Period 6 Part I (Chapters 1-7) Flashcards
(35 cards)
Transcontinental Railroad
The first transcontinental railroad tied California to the rest of the Union. Additional routes were completed in 1883: The Southern Pacific (tied New Orleans to Los Angeles), the Atchison, Topeka, and Santa Fe (tied Kansas City to Los Angeles), and the Northern Pacific (tied Minnesota to Washington). In 1893, the Great Northern was finished (tied Minnesota to Washington).
Homestead Act
Encouraged farming on the Great Plains by offering 160 acres of public land free to any family that settled on it for a period of five years and improved the land.
Dry Farming
The practice of using shallow cultivation to grow crops in the dry western environment.
National Grange Movement
The National Grange of Patrons of Husbandry was organized in 1868 by Oliver H. Kelley primarily as a social and educational organization for farmers and their families. As this movement expanded, it became active in economics and politics to defend members against middlemen, trusts, and railroads.
Turner’s Frontier Thesis
Frederick Jackson Turner published a provocative, influential essay, “The Significance of the Frontier in American History”, presenting the settling of the frontier as an evolutionary process of building civilization. Turner argued that 300 years of frontier experience had shaped American culture, promoting independence, individualism, inventiveness, practical-mindedness, and democracy while also causing people to become wasteful with natural resources.
Assimilation
The act of bringing into conformity with the customs, attitudes, etc., of a group, nation, or the like.
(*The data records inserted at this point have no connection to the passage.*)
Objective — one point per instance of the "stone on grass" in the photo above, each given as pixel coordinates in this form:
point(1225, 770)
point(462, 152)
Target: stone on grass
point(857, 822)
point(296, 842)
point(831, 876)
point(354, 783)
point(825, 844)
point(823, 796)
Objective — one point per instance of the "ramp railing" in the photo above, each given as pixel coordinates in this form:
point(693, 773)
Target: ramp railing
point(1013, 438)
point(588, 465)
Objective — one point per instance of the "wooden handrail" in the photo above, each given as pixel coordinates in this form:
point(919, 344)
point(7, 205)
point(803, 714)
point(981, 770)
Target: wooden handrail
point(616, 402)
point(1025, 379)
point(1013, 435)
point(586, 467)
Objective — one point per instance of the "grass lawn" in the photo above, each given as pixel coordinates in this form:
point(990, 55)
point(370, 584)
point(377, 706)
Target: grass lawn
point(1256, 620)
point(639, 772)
In regards to Native Americans in this time period, reformers advocated formal education, job training, and conversion to Christianity. They set up boarding schools such as the Carlisle School in Pennsylvania to segregate Native American children from their people and teach them White culture and farming and industrial skills.
Dawes Severalty Act
Designed to break up tribal organizations, which many felt kept Native Americans from becoming “civilized” and law-abiding citizens. This Act divided the tribal lands into pots of up to 160 acres, depending on family size. U.S. citizenship was granted to thsoe who stayed on the land for 25 years and “adopted the habits of a civilized life”.
Little Big Horn
Before the Sioux were defeated in a war in the northern plains, they ambushed and destroyed Colonel George Custer’s command at Little Big Horn in 1876.
Ghost Dance
The religiously inspired last effort of Native Americans to resist U.S. government controls.
Yosemite
Preserved as a California state park in 1864, becoming a national park in 1890.
Yellowstone
The first national park, dedicated in 1872.
Sharecropping
Paying for the use of land with a share of one’s crop.
Tuskegee Institute
An industrial and agricultural school for African Americans established by Booker T. Washington in 1881 in Tuskegee, Alabama. There, African Americans learned skilled trades while Washington preached the values of hard work, moderation, and economic self-help.
Plessy v. Ferguson
In 1896, the Supreme Court upheld a Louisiana law requiring “separate but equal accommodations” for White and Black railroad passengers. The Court ruled that Louisiana’s law did not violate the 14th Amendment’s guarantee of “equal protection of the laws.”
Jim Crow Laws
A wave of segregation laws that southern states adopted beginning in 1870s. These laws required segregated washrooms, drinking fountains, park benches, and other facilities in virtually all public places. Only the use of streets and most stores was not restricted according to a person’s race.
Literacy Tests
A test administered as a precondition for voting, often used to prevent African Americans from exercising their right to vote.
Poll Taxes
Fees required to be paid in order to vote, often used as a tool to disenfranchise low-income individuals, particularly African Americans and poor whites in the South.
Grandfather Clauses
Allowed a man to vote if his grandfather had voted in elections before Reconstruction.
Lynch Mobs
Killed more than 1,400 Black men during the 1890s.
Bessemer Process
In the 1850s, both Henry Bessemer in England and William Kelly in the United States discovered that blasting air through molten iron produced high-quality steel.
Electric Light
Light produced by electricity, created by Thomas Edison with the first practical electric lightbulb in 1879.
Consumer Economy
An economy driven by consumer spending as a percent of its gross domestic product, as opposed to the other major components of GDP (gross private domestic investment, government spending, and imports netted against exports). This type of economy began to dominate America in the late 1800s and early 1900s.
US Steel
The first billion-dollar company, a new steel combination headed by J. Pierpont Morgan to which Andrew Carnegie sold his company in 1900 for more than $400 million in 1900. It was also the largest enterprise in the world, employing 168,000 people and controlling more than 3/5 of the nation’s steel business.
Standard Oil
A company founded by John D. Rockefeller that would quickly eliminate its competition and take control of most of the nation’s oil refineries. By 1881, this company controlled 90% of the oil refinery business and had become a monopoly.